Wall Street is focusing on hope around more encouraging vaccine data this morning, for the third Monday in a row. AstraZeneca reported this morning that late-stage trials of its Covid vaccine showed as much as 90% efficacy. That’s great news, but it doesn’t negate the fact that Covid case numbers are surging to record breaking highs across the country.
Today we’ll highlight an investment that holds a unique place in the healthcare sector — one that allows it to benefit from pandemic-induced demand as well as whatever comes next.
CVS Health Corp (CVS) stock is off more than 10% for the year-to-date, vs. a gain of more than 9% for the S&P 500. As disappointing as that might be for long-term shareholders, it also creates a decent entry point for new investors. The benefits of its 2018 acquisition of Aetna and the expected resumption of share buybacks only reinforces the case that the stock is a bargain.
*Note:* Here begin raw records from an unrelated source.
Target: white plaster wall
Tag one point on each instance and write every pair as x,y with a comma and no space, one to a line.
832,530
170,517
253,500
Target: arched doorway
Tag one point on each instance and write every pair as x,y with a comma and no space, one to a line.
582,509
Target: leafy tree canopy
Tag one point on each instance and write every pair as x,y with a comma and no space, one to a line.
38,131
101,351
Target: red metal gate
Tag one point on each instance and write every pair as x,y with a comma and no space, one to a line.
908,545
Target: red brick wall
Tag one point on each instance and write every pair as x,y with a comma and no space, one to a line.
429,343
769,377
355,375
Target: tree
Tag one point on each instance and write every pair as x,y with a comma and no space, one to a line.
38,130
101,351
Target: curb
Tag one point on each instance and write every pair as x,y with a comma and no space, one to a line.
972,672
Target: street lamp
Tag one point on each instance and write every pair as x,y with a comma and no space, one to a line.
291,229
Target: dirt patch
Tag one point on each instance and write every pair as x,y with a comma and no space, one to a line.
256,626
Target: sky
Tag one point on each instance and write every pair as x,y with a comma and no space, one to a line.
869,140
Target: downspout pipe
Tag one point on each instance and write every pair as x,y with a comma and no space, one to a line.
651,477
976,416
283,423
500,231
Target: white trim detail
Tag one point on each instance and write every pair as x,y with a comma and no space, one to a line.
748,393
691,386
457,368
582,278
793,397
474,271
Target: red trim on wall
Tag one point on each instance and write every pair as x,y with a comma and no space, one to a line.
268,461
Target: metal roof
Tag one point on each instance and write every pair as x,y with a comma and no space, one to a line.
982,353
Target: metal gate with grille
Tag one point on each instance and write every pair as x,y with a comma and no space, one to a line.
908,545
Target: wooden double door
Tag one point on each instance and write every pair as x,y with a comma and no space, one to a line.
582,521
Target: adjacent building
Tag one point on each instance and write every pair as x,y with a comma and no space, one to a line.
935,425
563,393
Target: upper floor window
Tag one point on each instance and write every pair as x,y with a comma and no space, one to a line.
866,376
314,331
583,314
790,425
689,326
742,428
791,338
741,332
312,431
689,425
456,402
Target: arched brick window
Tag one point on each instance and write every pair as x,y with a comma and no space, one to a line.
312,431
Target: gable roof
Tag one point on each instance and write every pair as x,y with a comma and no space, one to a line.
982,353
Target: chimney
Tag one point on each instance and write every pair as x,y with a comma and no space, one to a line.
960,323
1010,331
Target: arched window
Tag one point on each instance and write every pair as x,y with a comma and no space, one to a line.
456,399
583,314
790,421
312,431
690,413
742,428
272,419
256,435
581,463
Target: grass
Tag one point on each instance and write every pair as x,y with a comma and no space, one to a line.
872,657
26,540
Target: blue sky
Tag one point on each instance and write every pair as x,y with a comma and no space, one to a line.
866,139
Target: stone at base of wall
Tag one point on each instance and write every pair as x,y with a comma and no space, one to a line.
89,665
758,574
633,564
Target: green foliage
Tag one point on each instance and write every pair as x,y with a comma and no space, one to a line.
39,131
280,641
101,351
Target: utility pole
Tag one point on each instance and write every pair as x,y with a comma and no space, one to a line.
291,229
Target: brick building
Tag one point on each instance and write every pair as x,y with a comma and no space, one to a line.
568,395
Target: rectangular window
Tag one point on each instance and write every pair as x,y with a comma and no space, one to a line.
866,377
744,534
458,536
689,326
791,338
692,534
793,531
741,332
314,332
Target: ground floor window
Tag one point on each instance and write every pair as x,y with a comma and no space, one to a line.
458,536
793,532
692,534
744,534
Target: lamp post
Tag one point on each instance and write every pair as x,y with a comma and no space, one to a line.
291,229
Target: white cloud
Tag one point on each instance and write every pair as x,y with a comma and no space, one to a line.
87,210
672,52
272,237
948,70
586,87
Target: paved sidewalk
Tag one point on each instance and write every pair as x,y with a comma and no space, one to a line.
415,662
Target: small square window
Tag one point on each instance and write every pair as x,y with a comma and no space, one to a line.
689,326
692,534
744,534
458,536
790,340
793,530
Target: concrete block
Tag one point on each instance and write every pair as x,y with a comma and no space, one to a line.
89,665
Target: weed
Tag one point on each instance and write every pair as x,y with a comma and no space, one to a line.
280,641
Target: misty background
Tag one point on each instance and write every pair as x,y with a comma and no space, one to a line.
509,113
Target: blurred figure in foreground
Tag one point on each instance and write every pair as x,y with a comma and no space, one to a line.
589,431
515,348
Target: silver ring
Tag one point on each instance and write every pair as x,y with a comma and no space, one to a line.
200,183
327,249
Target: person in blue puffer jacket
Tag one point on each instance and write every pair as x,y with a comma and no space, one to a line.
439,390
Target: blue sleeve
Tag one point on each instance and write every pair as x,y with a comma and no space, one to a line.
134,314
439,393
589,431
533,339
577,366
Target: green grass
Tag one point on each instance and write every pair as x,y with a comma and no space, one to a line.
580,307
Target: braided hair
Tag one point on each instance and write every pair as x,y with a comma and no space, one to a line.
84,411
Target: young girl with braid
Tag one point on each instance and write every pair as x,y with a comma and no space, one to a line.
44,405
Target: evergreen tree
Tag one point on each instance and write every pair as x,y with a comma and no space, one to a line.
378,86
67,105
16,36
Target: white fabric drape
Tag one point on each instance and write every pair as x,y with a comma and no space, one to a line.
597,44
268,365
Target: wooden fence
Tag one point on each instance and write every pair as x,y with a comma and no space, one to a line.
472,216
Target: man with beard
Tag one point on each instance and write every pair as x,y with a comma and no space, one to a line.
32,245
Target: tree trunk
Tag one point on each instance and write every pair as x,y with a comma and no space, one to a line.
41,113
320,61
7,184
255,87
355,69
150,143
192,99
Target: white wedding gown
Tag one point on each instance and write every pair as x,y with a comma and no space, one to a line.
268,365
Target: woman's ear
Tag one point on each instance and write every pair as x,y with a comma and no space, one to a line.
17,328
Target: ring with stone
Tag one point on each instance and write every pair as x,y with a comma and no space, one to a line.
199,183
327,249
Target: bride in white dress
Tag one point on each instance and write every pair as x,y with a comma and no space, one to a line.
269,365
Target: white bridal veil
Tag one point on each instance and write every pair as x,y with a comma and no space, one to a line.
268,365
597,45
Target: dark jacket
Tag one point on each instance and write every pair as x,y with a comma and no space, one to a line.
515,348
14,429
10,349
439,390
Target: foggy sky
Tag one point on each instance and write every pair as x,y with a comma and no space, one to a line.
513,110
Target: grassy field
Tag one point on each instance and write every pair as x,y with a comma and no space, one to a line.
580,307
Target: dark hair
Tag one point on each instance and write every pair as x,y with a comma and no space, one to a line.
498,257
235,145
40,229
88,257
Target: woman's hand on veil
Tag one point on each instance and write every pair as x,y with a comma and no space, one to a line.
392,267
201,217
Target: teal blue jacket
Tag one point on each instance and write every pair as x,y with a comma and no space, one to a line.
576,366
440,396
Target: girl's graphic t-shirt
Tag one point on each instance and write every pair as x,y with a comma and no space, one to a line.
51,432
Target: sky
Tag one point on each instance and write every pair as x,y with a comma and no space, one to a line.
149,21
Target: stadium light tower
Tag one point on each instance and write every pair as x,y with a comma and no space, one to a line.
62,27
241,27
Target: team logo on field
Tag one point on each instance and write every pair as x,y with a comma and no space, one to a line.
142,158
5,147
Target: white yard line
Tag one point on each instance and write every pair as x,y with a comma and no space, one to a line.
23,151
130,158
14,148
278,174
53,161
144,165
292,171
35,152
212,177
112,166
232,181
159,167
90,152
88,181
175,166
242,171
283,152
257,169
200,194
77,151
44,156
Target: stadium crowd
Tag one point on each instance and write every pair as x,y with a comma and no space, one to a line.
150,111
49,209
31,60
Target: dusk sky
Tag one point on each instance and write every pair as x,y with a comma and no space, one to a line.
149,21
“We think valuation risk/reward remains to the upside, particularly given strong operating cash flow generation and as CVS gets closer to being able to resume share repurchases, likely in 2022,” says UBS analysts, who rate the stock at Buy.
Argus Research adds that CVS is on schedule with its efforts to pay down debt related to the Aetna acquisition. “We expect EPS growth to improve in 2022, when the company has restored debt ratios to pre-Aetna levels and can once again enhance earnings with share repurchases,” Argus’s Christopher Graja writes.
The bottom line is that this large-cap value stock is expected to generate average annual earnings growth of almost 5% and trades at a low 10 times expected earnings.